CHU Brugmann, Endocrinology, Laeken, Belgium


Introduction: Amenorrhea is a condition resulting from dysfunction of the hypothalamus, pituitary, ovaries, uterus, or vagina. Hyperprolactinemia is a relatively common endocrine disorder that produces amenorrhea by suppressing hypothalamic GnRH secretion. We describe a patient who had a Levonorgestrel intrauterine device (UID) since 5 years and who presented with amenorrhea in association with a macroprolactinoma.

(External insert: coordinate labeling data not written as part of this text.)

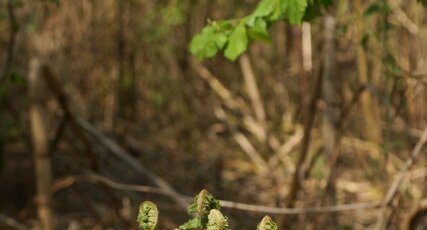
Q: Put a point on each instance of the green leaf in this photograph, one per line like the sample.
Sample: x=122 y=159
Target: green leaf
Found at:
x=148 y=216
x=294 y=10
x=207 y=43
x=237 y=43
x=267 y=224
x=259 y=31
x=217 y=221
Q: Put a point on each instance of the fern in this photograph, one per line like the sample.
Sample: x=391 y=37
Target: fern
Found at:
x=206 y=215
x=148 y=215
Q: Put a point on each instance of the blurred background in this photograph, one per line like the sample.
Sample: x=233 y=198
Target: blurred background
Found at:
x=97 y=95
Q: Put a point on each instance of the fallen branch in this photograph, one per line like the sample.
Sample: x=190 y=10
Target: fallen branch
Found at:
x=56 y=87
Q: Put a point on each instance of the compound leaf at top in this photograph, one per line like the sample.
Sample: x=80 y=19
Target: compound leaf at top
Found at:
x=259 y=31
x=207 y=43
x=237 y=43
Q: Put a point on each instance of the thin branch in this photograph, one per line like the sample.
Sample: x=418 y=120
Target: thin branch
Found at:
x=236 y=205
x=244 y=143
x=286 y=148
x=229 y=100
x=254 y=95
x=56 y=87
x=13 y=24
x=392 y=191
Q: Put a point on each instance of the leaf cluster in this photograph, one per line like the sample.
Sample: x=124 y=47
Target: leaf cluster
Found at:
x=233 y=36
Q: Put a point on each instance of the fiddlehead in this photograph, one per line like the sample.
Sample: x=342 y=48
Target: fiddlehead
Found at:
x=203 y=203
x=267 y=224
x=217 y=221
x=148 y=215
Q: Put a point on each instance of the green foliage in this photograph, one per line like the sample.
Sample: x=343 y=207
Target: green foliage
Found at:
x=207 y=215
x=217 y=221
x=267 y=224
x=203 y=203
x=147 y=215
x=233 y=36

Case report: A 45 year- old -woman presented for a routine gynecologic control. She had amenorrhea since an IUD was placed 5 years earlier. A routine blood test ordered by her gynecologist showed severe hyperprolactinemia (PRL 3298 microgram/l (4.8–23.3), accompanied by hypogonadotropic hypogonadism and hypothyroidism. IGF-1, ACTH and cortisol were normal. She was referred for further work up. She didn’t complain of headaches, visual disturbances or galactorrhea. On physical examination galactorrhea was found. The visual field was impaired, with superior left temporal hemianopsia. Additionally, a pituitary MRI scan showed a pituitary tumor with supra-seller extension (30 × 19× 25 mm) and compression of the left side of the chiasma opticum and deviation of the pituitary cleft to the right. Moreover a voluminous cavernoma lokated parietal paraventricul left with discrete mass effect on the corpus callosum was observed. Bone mineral density was normal. Treatment was initiated with 0.5 mg cabergoline 3 times a week and L-thyroxine. The monthly PRL concentration dropped as following to 568, 208, 52.9 (bioactive 43) and 31.1 (bioactive 27) ng/ml respectively. 6 months and 12 months later the prolactin bioactive was 27.8 and 9.5, respectively. Control MRI 1 year later showed regression (13 × 7mm) of the macro adenoma with lateralization to the left.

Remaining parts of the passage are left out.